Gene Edward Veith is a sensible professor who also serves as a article writer on worldview and culture for WORLD publication. In WORLD’s most recent issue, he wrote a very insightful and interesting piece on beauty as an absolute. The article is posted below. ’all should consider subscribing to WORLD. It is a great news magazine written from a Christian worldview by top-notch scholars and writers. Christians have to fight the mindset that insists “there are no absolutes.” But Christians often don’t realize what the absolutes are that they need to defend.
The classic thinkers spoke of three kinds of absolutes: the real, the good, and the stunning. Often, Christians reject the claims that morality and truth are comparative while agreeing with the postmodernists that beauty is comparative. But to believe that beauty is only a subjective preference-unconnected to standards that originate in God Himself-is to buy into a foundational principle of today’s anti-Christian worldview. The Bible tells us to create our minds on “whatever” is “excellent” and “of good report” (Philippians 4:8). Beauty does involve personal taste, but our preferences need discipline.
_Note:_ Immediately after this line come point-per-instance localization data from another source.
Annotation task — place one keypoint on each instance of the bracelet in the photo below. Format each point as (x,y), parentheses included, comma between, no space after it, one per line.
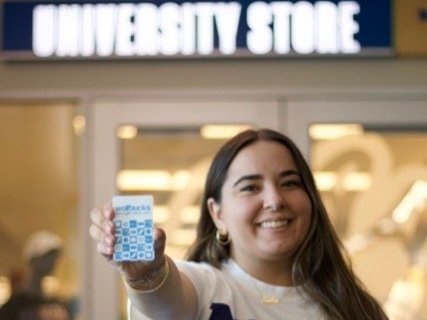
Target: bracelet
(145,285)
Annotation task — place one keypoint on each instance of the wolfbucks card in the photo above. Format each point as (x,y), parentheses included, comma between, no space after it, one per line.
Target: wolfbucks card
(133,228)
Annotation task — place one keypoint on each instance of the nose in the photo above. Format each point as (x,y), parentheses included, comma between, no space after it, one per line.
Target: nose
(273,199)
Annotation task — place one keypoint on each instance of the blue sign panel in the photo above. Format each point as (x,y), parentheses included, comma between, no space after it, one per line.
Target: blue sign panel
(188,29)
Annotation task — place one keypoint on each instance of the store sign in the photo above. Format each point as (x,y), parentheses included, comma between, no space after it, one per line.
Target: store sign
(190,29)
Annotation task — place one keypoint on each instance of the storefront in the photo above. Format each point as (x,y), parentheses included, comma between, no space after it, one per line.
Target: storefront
(164,96)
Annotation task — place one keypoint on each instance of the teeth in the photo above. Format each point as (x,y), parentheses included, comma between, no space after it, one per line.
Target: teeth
(274,224)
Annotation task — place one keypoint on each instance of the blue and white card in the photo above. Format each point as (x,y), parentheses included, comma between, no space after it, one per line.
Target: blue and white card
(133,228)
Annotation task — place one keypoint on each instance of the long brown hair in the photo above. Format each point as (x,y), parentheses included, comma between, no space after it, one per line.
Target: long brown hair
(319,264)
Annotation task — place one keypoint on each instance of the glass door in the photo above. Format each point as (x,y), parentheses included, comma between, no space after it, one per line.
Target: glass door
(161,148)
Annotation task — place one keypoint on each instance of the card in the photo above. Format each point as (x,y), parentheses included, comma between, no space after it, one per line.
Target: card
(133,228)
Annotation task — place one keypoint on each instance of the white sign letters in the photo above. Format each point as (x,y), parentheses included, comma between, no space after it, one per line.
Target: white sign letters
(196,28)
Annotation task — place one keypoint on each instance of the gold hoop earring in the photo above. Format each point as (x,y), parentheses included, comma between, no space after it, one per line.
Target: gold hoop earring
(222,238)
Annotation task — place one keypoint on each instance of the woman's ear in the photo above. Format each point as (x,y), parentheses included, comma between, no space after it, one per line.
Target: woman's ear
(215,212)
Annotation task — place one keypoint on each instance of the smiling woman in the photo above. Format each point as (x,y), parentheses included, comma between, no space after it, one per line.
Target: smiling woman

Growing in taste means understanding how to take pleasure in what is objectively good. Consider this principle from Aesthetics 101: A work is beautiful to the extent that it shows at the same time both complexity and unity. In painting a dark canvas has unity, but it does not have any complexity. A canvas of random paint-splatterings may have complexity, but no unity is experienced by it. The Sistine Chapel, or a Rembrandt woodcut, or a Hudson River landscape has both, being full of individual details that come together into a complete that is higher than the sum of its parts.
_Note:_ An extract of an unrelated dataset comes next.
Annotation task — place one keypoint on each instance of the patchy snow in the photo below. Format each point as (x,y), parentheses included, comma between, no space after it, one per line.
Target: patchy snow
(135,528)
Pop music typically consists of no more than three chords in a simple melody with simple lyrics. Not much is certainly going on. Contrast that with a hymn (whether traditional or modern): It contains many different musical records for different voices, all arriving jointly in the unity of harmony. Its lyrics, subsequently, are filled with theology, figures of speech, biblical references, and emotions.
- Tend to scar easily
- Do not use essential oils when pregnant with no supervision of the health professional
- 1: Independence, Individuality, Attainment Leadership, Pioneering, Administrating
- Burn easily in the sunlight
- Blood Clotting Disease
The hymn is objectively better by aesthetic requirements than the pop ditty. Sustained visually is the symphonic structure where every device is playing a different musical series yet all come together into a majestic unity. There is certainly nothing incorrect with an intermittent indulgence in junk food, though if all you eat is sugars and French fries, you will be malnourished.
Similarly, there is nothing incorrect with an intermittent indulgence in rubbish culture. And you will need the diet found in a home-cooked meal, you need the cultural nutrition that originates from enjoying the best. Taking subjective pleasure in what is excellent calls for knowledge and experience objectively. This is a practical suggestion: Play classical music. Not just any classical music, some of which is less accessible and an “acquired taste.” Start with two composers: Bach and Mozart. Focus on their instrumental works, not the operas or chorales. Notice how their music is both complex and unified. Notice the pleasure it gives you. Before long too, you will develop a taste for musical excellence. Then you can go from there into other types of aesthetic excellence.